Wednesday, March 14, 2007

First Teaching: Monday March 12th

For the first day that was packed with activities, today went exceedingly well. I had the students working in groups to complete an activity where they would examine maps on rainfall, terrain and temperature in the west to make settlement and exploring decisions. I had grouped the students according to the pretest and other general knowledge about their ability and how I have seen them work together. I wanted mixed ability groups so that the students who had a more difficult time reading maps would have students in their group to help. It was my concern that some students who felt they couldn't answer the questions and intimidated by another student would not participate. While there were four separate maps the students could be looking at, there was only one copy of each map per group. I was hoping they would all have a chance to look at the map, but I realized that some students who were more eager would take hold of the map and the less eager gradually became less involved. In addition, there were some issues of fighting and not listening in two groups. This had me seriously concerned because I was planning on using these same groups for the next couple of days. I made some rearrangements to the schedule the next day to talk about how to work in groups together and decided to allow them to choose their own groups the next day.
My partner and I uses three different characterstics (rainfall, temp and terrain) to find maps on and distribute. In the end these may have been too many maps. In the beginning on the activity we brainstormed many different characteristics but then only had three differing styles of maps. I think using just temperature and terrain would have been more manageable for the students. In addition, next time I would include at least two copies of the maps so that more students had the opportunity to view them.

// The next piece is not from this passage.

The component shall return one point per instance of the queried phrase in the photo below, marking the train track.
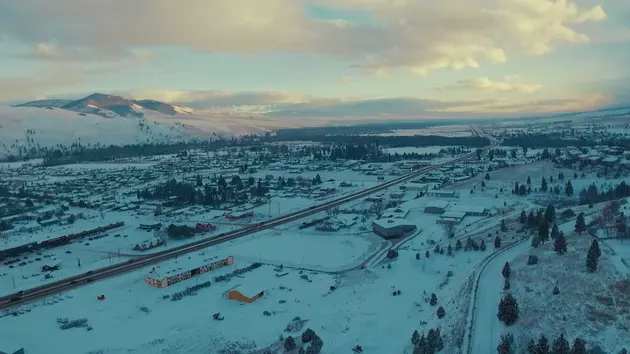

Overall the students worked well to examine the maps and plot exploring paths. I was very impressed by discussions I heard and was impressed with how they followed directions. They were a complicated set of directions so I was sure to be very clear and assigned one person in each group to act as a task keeper to make sure they had completeted all the steps. This helped students to stay focused and on task and I was pleased with how it worked. The timing went very smoothy due to this as well and we had plently of time to debrief and review.
When I went home and looked at the answers though I was not entirely satisfied with the number of groups that got to this part so the next day I decided to have a 'Do Now' activity that would get at the main point from today's lesson.